What Happened to Healthcare Reform?

“I see no reason why the United States of America, the wealthiest country in the history of the world, spending 14 percent of its gross national product on health care, cannot provide basic health insurance to everybody. A single-payer health care plan, a universal health care plan. That's what I'd like to see.”

Barack Obama. Back in 2003.

So what happened?

Is single-payer too expensive or unworkable?

No. It has been proven to be more efficient and equitable, and many other countries have had it for decades, like the UK, Canada, and Taiwan. Switching to a single-payer system would save $200-$400 billion a year—not only would we save lives, we would even have money left over.

Now though, we have the reverse.

Every year in the United States, 45,000 people die because they don’t have health insurance.

This is very serious. I want to repeat this because it makes clear the gravity of this situation and the priorities of this system and those who lead it.

45,000 people, dead, every year.

I am not downplaying in any sense the deaths of those who died on 9/11, but I want to make this very clear. Millions of people felt attacked on 9/11 and mourned the 3,000 who died. In that same year, somewhere around 45,000 people were killed in the US by politicians and executives who prefer profit and power to people’s lives. Since 9/11, over 500,000 people have died because these profiteers refuse to cover them.

We should all feel attacked.

This is what class war looks like.

One must also never forget the millions of people killed across the globe by US politicians from both parties, through war and too many disgusting policies to list here.

One might say that this is unrelated to the discussion at hand. I wholeheartedly disagree. US leaders justify wars as necessary for our safety—clearly healthcare is what is actually needed for our safety. If these politicians gave a damn about regular Americans, they would pass universal healthcare, not create wars.

So why didn’t the Democrats or Republicans, who both justify their bipartisan wars as “for our safety,” pass universal healthcare?

Was it that the majority of Americans were against it?

No again. Polls from 1988 to 2009 show a consistent majority of Americans support single-payer healthcare. In 2009, 72 percent supported single-payer.

That year the Democrats controlled the Senate, the House, and the Presidency.

To understand what happened means to confront the limits of democracy under capitalism, and particularly the extremely limited democracy of the US two-party system.

The health insurance industry is a behemoth. In 2011, its executives’ median pay was the highest of any industry in the country—more than oil, finance, telecom, consumer goods, etc. For the past three years (the depths of the Great Recession) health insurance companies have made record profits. Not just profits, record profits.

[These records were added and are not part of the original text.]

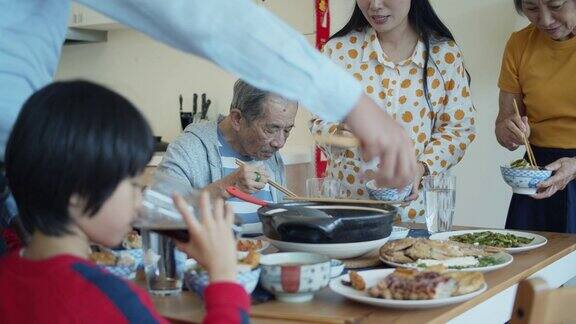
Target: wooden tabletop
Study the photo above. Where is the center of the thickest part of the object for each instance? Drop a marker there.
(328, 307)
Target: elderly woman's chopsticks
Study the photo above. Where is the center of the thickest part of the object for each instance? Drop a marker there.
(526, 143)
(273, 183)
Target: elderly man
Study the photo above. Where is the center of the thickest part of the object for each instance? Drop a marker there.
(257, 127)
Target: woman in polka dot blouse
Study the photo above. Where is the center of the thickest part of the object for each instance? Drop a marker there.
(408, 61)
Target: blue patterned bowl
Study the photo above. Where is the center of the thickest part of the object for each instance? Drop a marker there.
(136, 254)
(197, 281)
(127, 272)
(387, 194)
(524, 181)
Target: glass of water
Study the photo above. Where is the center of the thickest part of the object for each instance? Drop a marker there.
(163, 264)
(440, 197)
(322, 188)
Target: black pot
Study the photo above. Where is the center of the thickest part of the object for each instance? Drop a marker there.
(348, 224)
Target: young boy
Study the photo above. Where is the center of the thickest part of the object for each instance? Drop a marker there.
(73, 163)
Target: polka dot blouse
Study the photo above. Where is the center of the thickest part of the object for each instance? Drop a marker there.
(440, 128)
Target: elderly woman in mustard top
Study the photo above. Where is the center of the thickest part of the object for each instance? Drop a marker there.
(539, 72)
(408, 61)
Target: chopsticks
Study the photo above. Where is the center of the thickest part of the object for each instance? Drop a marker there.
(526, 143)
(273, 183)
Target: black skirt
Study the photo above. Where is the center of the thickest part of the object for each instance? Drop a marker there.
(554, 214)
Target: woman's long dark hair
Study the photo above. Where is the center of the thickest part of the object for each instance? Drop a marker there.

In a capitalist democracy, all this translates into extreme political power. In 2008 it was clear to the insurance industry that the Democrats were going to win and control Washington for the next four years, probably more.

So they paid Obama more than they’ve paid any candidate ever before. And they paid the Democrats almost $90 million in total.

The industry also paid around $76 million to the Republicans in the same year, financing a two-pronged attack.

Influence over both parties through money and lobbyists (often ex-party politicians) bought them the Democrats’ ears, to write the bill, and the Republicans’ ears, to openly attack it.

This ambush bought them their bill: Obamacare. It isn’t everything they wanted, but it’s sure as hell as much as they could get, i.e. as little as possible for us.

Obama retreated from universal single-payer before even running for president. The Democrats squelched single-payer advocates and even derailed a bill that did propose single-payer healthcare by expanding Medicare for all.

Instead, Obamacare is modeled on Romney’s Massachusetts law, which was first dreamed up by the conservative think tank The Heritage Foundation.

There is no public option.

Unnecessary overhead (including exorbitant executive paychecks) can still cost us 20 percent  or more of every dollar we pay—compare this to Medicare, where it’s only 2-4 percent.

26 million people remain uninsured.

And the other 30 million are not getting affordable, guaranteed, universal healthcare. They’re forced to become new customers for the industry to make billions off of.

And tens of thousands will still be killed by the industry’s drive for profit, because make no mistake, we could easily have universal healthcare. It’s cheaper, it’s better, dozens of other countries have it, and the majority of Americans want it.

But the US political system is neither rational nor democratic.

We will need to fight one of the world’s most profitable industries and its cronies in the Democratic and Republican parties to be able to carry out rationality and democracy, to save resources, and to save lives.